Dal 2008 ad oggi solo Kakà, Ibrahimovic, Sneijder, Pirlo, Buffon, Cristiano Ronaldo, Jorginho e Donnarumma hanno rappresentato un club italiano tra i primi 10. Sotto l’effige della Serie A l’ultimo vincitore è proprio il brasiliano ex Milan. Da quel momento si assiste ogni anno a una totale egemonia della Liga (con almeno 1 rappresentante per anno, fino all’edizione record del 2010 con 8 su 10), una costante presenza della Premier (almeno un rappresentante per anno con il picco del 2019 con ben 6 rappresentanti), alcuni picchi per la Bundes Liga strettamente legata a Bayern Monaco, Borussia Dortmund e nazionale tedesca e infine sparute apparizioni per campionati meno in vista come Ligue 1, Eredivisie, Premier russa e campionato brasiliano.
La Serie A non ha avuto alcun rappresentante in top 10 nel 2014 e nel 2015. In certe edizioni solo Pirlo o Buffon hanno garantito alla Serie A (e anche all’Italia) un rappresentante nelle prime posizioni.
Se poi, dato che di nazionale si sta parlando, volessimo concentrarci solo sui giocatori italiani, il confronto assume i caratteri del grottesco, restringendo il gruppo ai soli Pirlo, Buffon, Donnarumma e Jorginho. Di questi solo l’ex Verona, in virtù proprio dell’Europeo vinto a Wembley ma anche delle vittorie con il Chelsea, è l’unico italiano dal 2007 ad arrivare a podio. Buffon è il giocatore ancora in attività ad essere arrivato più vicino alla vittoria (secondo nel 2006), mentre l’ultimo pallone d’oro azzurro è Cannavaro (sempre 2006), ritirato dal 2011.
Il calcio negli ultimi 10 anni si è evoluto a un passo inverosimile. Lo ha fatto nella velocità di gioco, nell’atletismo messo in campo e nell’economia. Gli stadi hanno continuato a rinnovarsi, le squadre, dopo l’esempio Barcellona, hanno investito sempre più milioni nel vivaio e nella creazione di centri all’avanguardia per i campioni del domani.
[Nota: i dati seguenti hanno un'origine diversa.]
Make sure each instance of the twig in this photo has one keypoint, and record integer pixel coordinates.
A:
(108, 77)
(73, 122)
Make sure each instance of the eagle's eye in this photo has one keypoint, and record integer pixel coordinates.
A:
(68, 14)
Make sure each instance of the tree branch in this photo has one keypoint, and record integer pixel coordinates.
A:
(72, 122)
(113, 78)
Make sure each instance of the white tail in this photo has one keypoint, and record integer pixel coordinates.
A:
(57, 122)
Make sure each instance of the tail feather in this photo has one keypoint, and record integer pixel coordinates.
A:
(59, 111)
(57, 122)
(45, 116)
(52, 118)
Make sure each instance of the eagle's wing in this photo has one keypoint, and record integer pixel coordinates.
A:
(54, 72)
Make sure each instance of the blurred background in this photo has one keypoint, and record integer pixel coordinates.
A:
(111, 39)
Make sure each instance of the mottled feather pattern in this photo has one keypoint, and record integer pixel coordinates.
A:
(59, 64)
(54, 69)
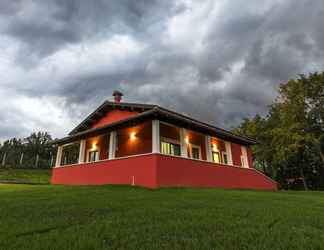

La Uefa Youth League dal 2013/2014 è la competizione di riferimento per i giovani giocatori in Europa. La Champions degli under-19, per intenderci. Una competizione vinta 2 volte dal Barcellona, 2 volte dal Chelsea, una dal Salisburgo, una dal Porto e una dal Real Madrid. Tra queste il Chelsea è arrivato in finale altre due volte, il Benfica ben 3, il PSG e lo Shakhtar una volta. Andando a ritroso fino alle semifinali troviamo anche la presenza di squadre come Anderlecht, Schalke 04, Hoffenheim, Manchester City e Ajax, con le già citate Barcellona, Real, Porto e Salisburgo che più volte hanno provato l’accesso alla finalissima, oltre alle vittorie raggiunte nella competizione. Tutte squadre storicamente o recentemente fucine di giovani talenti internazionali.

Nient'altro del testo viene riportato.